Ultimately, all of Friedkin’s films express a deep loathing for the politics of the United States. However, they are almost exclusively framed through the lives of cops. He has even been accused of “copaganda”. This is an overstatement. Just look at his forthright anger towards homophobic violence in Cruising (1980) or his criticism of religious dogmatism in The Exorcist (1973) to see Friedkin’s long history of deliberately enraging conservative reactionaries. However, The Hunted highlights certain limitations to his style of political engagement. As a reflection on the Afghan war, released mere days before the American invasion of Iraq, it is as prescient a topic as any political filmmaker could wish for. Sadly, the film says nothing substantial about the cycles of Imperialist violence and their delayed but very real haunting of American metropolises.

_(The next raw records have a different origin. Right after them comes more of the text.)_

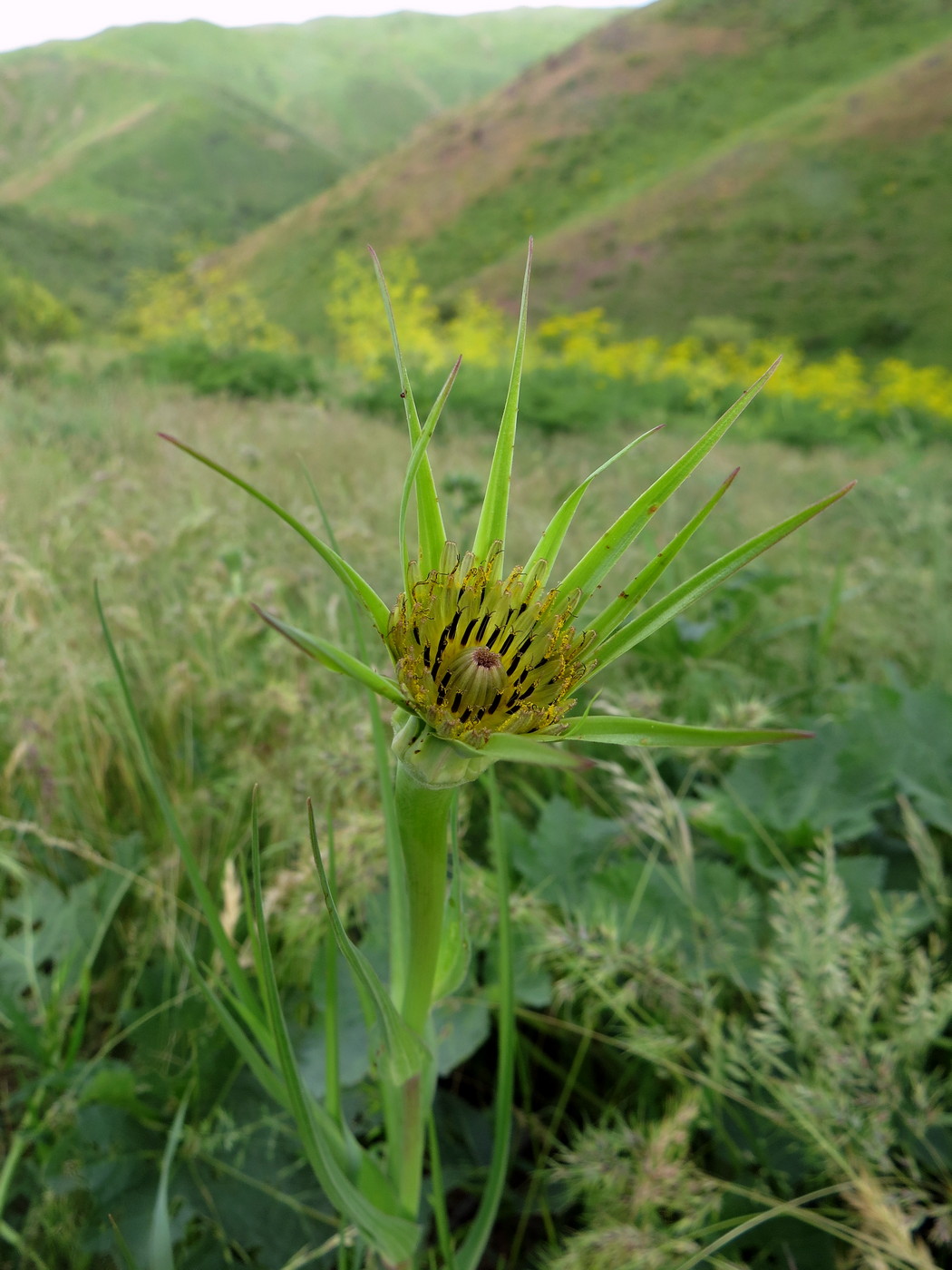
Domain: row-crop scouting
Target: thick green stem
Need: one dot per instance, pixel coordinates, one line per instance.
(424, 816)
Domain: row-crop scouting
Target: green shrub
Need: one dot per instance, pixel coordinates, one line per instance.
(248, 372)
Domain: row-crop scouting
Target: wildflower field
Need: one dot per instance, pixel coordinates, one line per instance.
(732, 980)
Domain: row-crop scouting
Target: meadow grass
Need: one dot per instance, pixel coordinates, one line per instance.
(101, 1058)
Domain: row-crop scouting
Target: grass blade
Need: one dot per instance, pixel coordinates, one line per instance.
(335, 658)
(472, 1247)
(702, 583)
(617, 730)
(495, 504)
(332, 1015)
(643, 581)
(209, 910)
(395, 1237)
(600, 559)
(429, 517)
(351, 578)
(416, 459)
(551, 542)
(161, 1255)
(403, 1051)
(396, 902)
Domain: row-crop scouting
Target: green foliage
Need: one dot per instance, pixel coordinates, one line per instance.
(681, 917)
(29, 314)
(122, 145)
(247, 372)
(733, 167)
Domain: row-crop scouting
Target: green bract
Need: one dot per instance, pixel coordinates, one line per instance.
(486, 660)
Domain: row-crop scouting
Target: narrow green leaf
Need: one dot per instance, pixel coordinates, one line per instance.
(396, 901)
(517, 748)
(161, 1255)
(551, 542)
(416, 457)
(209, 910)
(395, 1237)
(429, 517)
(643, 581)
(472, 1247)
(615, 730)
(495, 504)
(332, 1013)
(226, 1006)
(662, 612)
(403, 1051)
(335, 658)
(351, 578)
(600, 559)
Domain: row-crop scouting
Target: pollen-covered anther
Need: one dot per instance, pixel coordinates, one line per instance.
(479, 653)
(478, 676)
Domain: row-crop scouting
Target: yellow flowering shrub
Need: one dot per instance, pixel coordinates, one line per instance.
(841, 386)
(196, 305)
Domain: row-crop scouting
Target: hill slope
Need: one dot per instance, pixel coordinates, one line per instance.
(130, 142)
(617, 155)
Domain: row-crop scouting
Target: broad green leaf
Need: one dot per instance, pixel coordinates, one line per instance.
(395, 1237)
(351, 578)
(616, 730)
(654, 618)
(527, 749)
(600, 559)
(429, 518)
(643, 581)
(551, 542)
(335, 658)
(416, 457)
(160, 1244)
(405, 1053)
(495, 504)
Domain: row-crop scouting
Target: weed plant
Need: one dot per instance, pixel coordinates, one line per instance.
(105, 1035)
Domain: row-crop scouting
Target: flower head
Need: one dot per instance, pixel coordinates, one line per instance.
(488, 662)
(478, 653)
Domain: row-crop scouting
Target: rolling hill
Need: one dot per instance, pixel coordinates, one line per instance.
(117, 150)
(783, 162)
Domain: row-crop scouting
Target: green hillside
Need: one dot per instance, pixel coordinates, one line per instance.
(782, 162)
(117, 150)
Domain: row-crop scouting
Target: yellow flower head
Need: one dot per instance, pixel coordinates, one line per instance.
(478, 653)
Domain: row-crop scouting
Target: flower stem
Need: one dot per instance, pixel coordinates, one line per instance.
(424, 816)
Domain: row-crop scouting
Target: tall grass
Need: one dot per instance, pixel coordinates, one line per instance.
(104, 1032)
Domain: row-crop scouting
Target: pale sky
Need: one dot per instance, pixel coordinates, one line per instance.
(32, 22)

The film reduces the situation to an interpersonal conflict between two estranged men, and the sombre but hopeful ending strikes a thudding false note. Even ignoring our hindsight of Iraq, Friedkin seems to be suggesting that Tommy Lee Jones’ character has absolved himself of guilt. His character remains friendly with the FBI agents that helped tracked down Del Toro, even inviting them to visit his cabin in British Columbia. This tame ending nullifies any structural critique that was previously suggested, losing the rage that makes Friedkin’s better films unforgettable to this day.  

 

Friedkin championed film and was a champion of film in his own right. The Belfast Film Festival highlighted the depth and scope of a career that is too often reduced to his (admittedly spectacular) films from the 1970s. While The Hunted can only be recommended to Friedkin completionists, the showing gave us all an opportunity to pay our respects to a filmmaker who embodied the “art of action” for over six decades.